Alphabet, the parent company of Google, came a cropper last week when its much-vaunted 20:1 share split landed with a soggy thump at the feet of a disinterested market. The exercise in financial gimmickry announced back on February 1 this year was designed to bring the price of an Alphabet share down from the giddy heights of $2,000 to just $100. Of course, Alphabet was hoping that the stunt would make it easier for the little people – retail investors with little ready cash but no real clout – to play the market. And, of course, with the split, Alphabet’s equity is spread over a much greater number of shares, making it more difficult for anyone to mount a takeover bid (as if). However, with the world in turmoil, recessions looming, inflation booming, costs rising and markets jittery and more bearlike every day, big investors are pulling out, selling when and where they can and are more than happy to see amateurs and small fry spend a few hundred bucks on the sort of scheme whose attraction seems to be fading. It was a shame then that Alphabet’s shares fell by 2.5% last week on the first day of post-split trading. Alphabet is also sliding down the Nasdaq 100 Stock Index where its value has actually fallen by a fifth since the scheme was first ballyhoo’d across the fairground by the blowhards with the bullhorns. Tell it not in Gath, nor whisper it on Wall Street, but Alphabet’s poor showing could well be the harbinger that the days of the quick-fix stock split are almost over. Two years ago, Apple shares went ballistic when CEO Tim Cook announced the exercise. In 2021, there were five more such stock-split exercises conducted by companies from within the S&P 500. Now though, the gilt is peeling off and even Amazon’s share price fell by 10 per cent after its last stock was split.

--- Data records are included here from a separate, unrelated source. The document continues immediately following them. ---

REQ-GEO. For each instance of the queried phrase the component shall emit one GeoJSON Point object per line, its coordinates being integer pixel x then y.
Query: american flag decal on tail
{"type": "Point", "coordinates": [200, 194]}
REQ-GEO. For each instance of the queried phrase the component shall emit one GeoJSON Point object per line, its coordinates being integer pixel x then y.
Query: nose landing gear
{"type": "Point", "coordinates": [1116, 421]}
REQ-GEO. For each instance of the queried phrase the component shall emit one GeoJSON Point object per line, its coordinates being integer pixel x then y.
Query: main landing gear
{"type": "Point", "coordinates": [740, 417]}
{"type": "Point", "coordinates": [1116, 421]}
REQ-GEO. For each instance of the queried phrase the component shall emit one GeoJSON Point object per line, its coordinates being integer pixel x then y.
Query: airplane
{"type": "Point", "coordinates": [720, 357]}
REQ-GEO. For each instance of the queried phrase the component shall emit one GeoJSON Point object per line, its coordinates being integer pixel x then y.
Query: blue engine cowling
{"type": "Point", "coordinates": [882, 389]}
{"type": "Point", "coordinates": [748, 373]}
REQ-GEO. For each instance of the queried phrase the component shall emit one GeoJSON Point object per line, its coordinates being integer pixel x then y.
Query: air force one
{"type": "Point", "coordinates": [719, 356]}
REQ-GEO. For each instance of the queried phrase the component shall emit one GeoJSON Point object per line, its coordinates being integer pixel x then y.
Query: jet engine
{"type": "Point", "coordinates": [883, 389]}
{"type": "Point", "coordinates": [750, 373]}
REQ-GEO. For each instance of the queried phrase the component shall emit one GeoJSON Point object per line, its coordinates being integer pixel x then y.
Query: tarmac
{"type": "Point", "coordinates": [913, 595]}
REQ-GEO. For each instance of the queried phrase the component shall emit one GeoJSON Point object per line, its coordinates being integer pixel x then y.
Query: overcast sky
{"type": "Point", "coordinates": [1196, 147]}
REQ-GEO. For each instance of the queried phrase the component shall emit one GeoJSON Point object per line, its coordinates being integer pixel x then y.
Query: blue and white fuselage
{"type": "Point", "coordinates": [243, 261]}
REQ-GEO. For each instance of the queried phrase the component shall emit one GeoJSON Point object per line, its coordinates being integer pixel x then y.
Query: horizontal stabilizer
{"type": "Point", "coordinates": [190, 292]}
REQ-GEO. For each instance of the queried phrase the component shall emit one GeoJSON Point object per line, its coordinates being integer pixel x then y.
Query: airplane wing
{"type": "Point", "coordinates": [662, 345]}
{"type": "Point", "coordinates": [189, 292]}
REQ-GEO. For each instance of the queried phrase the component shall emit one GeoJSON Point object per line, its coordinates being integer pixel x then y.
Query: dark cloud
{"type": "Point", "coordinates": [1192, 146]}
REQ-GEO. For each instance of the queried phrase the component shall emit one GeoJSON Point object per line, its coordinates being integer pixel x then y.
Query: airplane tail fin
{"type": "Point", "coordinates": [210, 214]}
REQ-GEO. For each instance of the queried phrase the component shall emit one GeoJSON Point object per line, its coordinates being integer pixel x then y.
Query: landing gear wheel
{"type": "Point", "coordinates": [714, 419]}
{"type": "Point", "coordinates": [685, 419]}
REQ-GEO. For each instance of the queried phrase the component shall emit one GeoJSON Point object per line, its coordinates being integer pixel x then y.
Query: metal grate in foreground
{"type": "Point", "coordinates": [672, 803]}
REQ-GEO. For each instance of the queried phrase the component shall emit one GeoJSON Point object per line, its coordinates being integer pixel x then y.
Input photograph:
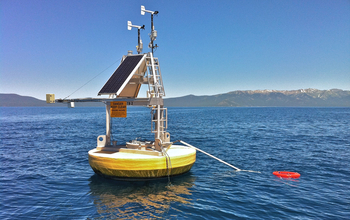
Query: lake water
{"type": "Point", "coordinates": [45, 172]}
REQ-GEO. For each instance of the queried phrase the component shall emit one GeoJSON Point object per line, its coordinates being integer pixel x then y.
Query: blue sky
{"type": "Point", "coordinates": [205, 47]}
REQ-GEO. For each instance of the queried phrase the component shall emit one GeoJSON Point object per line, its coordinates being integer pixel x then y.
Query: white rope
{"type": "Point", "coordinates": [237, 169]}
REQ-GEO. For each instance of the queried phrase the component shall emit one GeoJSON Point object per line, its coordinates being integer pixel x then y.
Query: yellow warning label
{"type": "Point", "coordinates": [118, 109]}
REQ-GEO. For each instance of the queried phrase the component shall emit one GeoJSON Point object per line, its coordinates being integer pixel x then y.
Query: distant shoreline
{"type": "Point", "coordinates": [248, 98]}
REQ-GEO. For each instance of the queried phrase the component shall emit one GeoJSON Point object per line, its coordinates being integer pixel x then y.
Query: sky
{"type": "Point", "coordinates": [206, 47]}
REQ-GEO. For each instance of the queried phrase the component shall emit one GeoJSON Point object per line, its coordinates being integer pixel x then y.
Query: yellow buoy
{"type": "Point", "coordinates": [135, 164]}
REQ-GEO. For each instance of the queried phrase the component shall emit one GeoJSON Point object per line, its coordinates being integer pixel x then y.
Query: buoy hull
{"type": "Point", "coordinates": [286, 174]}
{"type": "Point", "coordinates": [131, 166]}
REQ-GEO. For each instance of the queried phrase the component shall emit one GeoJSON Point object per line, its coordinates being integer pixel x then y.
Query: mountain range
{"type": "Point", "coordinates": [247, 98]}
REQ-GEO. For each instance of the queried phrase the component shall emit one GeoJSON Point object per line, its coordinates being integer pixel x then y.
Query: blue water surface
{"type": "Point", "coordinates": [45, 172]}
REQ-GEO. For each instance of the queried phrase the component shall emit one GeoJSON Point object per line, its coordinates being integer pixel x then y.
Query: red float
{"type": "Point", "coordinates": [286, 174]}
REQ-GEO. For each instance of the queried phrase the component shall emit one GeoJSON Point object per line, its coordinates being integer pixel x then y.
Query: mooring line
{"type": "Point", "coordinates": [230, 165]}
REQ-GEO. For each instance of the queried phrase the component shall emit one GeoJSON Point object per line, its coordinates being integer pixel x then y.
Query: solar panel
{"type": "Point", "coordinates": [122, 75]}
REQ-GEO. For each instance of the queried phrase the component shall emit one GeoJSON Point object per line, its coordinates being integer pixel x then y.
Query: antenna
{"type": "Point", "coordinates": [139, 46]}
{"type": "Point", "coordinates": [153, 34]}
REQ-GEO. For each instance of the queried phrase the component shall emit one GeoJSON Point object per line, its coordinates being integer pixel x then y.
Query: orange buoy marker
{"type": "Point", "coordinates": [286, 174]}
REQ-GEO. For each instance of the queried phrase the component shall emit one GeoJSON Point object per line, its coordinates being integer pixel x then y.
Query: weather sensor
{"type": "Point", "coordinates": [153, 34]}
{"type": "Point", "coordinates": [139, 46]}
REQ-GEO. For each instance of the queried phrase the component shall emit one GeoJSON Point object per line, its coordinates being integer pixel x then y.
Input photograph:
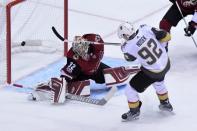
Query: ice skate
{"type": "Point", "coordinates": [132, 114]}
{"type": "Point", "coordinates": [165, 105]}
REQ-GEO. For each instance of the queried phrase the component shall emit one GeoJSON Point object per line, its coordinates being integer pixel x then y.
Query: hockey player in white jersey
{"type": "Point", "coordinates": [147, 45]}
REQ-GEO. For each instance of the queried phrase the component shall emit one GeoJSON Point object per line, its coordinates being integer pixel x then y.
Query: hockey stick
{"type": "Point", "coordinates": [89, 100]}
{"type": "Point", "coordinates": [66, 40]}
{"type": "Point", "coordinates": [185, 22]}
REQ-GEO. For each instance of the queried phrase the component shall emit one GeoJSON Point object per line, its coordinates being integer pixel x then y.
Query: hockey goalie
{"type": "Point", "coordinates": [83, 63]}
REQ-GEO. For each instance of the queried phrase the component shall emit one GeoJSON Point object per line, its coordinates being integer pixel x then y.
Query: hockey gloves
{"type": "Point", "coordinates": [189, 31]}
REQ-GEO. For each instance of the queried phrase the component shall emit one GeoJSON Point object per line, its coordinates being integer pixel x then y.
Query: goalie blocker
{"type": "Point", "coordinates": [57, 89]}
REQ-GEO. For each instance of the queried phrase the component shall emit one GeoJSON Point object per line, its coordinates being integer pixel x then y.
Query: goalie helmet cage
{"type": "Point", "coordinates": [29, 22]}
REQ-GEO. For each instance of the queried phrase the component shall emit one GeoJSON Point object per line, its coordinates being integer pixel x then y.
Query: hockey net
{"type": "Point", "coordinates": [28, 23]}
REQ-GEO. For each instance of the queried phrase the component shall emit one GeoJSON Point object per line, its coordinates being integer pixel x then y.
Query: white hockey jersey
{"type": "Point", "coordinates": [147, 49]}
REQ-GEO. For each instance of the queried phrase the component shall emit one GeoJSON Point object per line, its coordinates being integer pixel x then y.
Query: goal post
{"type": "Point", "coordinates": [28, 23]}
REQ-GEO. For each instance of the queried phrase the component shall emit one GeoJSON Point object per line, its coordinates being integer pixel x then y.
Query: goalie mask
{"type": "Point", "coordinates": [125, 30]}
{"type": "Point", "coordinates": [81, 47]}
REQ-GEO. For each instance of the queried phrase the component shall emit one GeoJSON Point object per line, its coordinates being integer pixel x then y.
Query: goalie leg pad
{"type": "Point", "coordinates": [58, 90]}
{"type": "Point", "coordinates": [79, 88]}
{"type": "Point", "coordinates": [118, 75]}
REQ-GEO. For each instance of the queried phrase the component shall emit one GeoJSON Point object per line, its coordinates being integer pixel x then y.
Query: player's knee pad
{"type": "Point", "coordinates": [165, 25]}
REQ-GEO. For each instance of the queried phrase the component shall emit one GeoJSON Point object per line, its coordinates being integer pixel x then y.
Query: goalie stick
{"type": "Point", "coordinates": [89, 100]}
{"type": "Point", "coordinates": [66, 40]}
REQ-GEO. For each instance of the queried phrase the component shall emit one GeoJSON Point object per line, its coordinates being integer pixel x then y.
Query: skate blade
{"type": "Point", "coordinates": [167, 112]}
{"type": "Point", "coordinates": [130, 119]}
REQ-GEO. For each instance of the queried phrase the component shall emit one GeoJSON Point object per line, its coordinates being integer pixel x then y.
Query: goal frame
{"type": "Point", "coordinates": [9, 35]}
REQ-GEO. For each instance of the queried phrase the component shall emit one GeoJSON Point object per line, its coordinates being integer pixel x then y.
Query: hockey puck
{"type": "Point", "coordinates": [23, 43]}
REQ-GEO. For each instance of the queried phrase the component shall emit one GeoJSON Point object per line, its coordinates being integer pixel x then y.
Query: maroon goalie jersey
{"type": "Point", "coordinates": [76, 66]}
{"type": "Point", "coordinates": [187, 6]}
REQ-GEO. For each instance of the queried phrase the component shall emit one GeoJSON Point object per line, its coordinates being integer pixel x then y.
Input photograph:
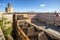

Singapore, the island city-state of 728.6 km², which is home to four communications services providers, plus MVNOs, now has blanket 5G coverage via Singtel’s 5G network. The operator, which lost its domestic monopoly in 2000 when the Singaporean government deregulated the telecoms industry, has completed the task more than three years ahead of schedule – and despite the immense disruption caused by the Covid-19 pandemic. Singtel is the country’s biggest mobile provider with some 4.1 million subscribers and now, should any 5G subscriber feel a bit lost in and around the primary and secondary rainforests and lakes that remain untouched in the centre of the island and cover 21.96% of Singapore’s land mass, well, they won’t need to worry because, when their phone is on, Singtel will know where they are and the appropriate app will guide them back to the nearest air-conditioned shopping mall. The 5G network now covers more than 1,300 outdoor locations and provides signal in more than 400 buildings in addition to the Mass Rapid Transit (MRT) underground/overground rail system. Not to be outdone, two of Singtel’s biggest rivals, M1 and Starhub, are also deploying “island-wide” 5G. Talk about an embarrassment of riches.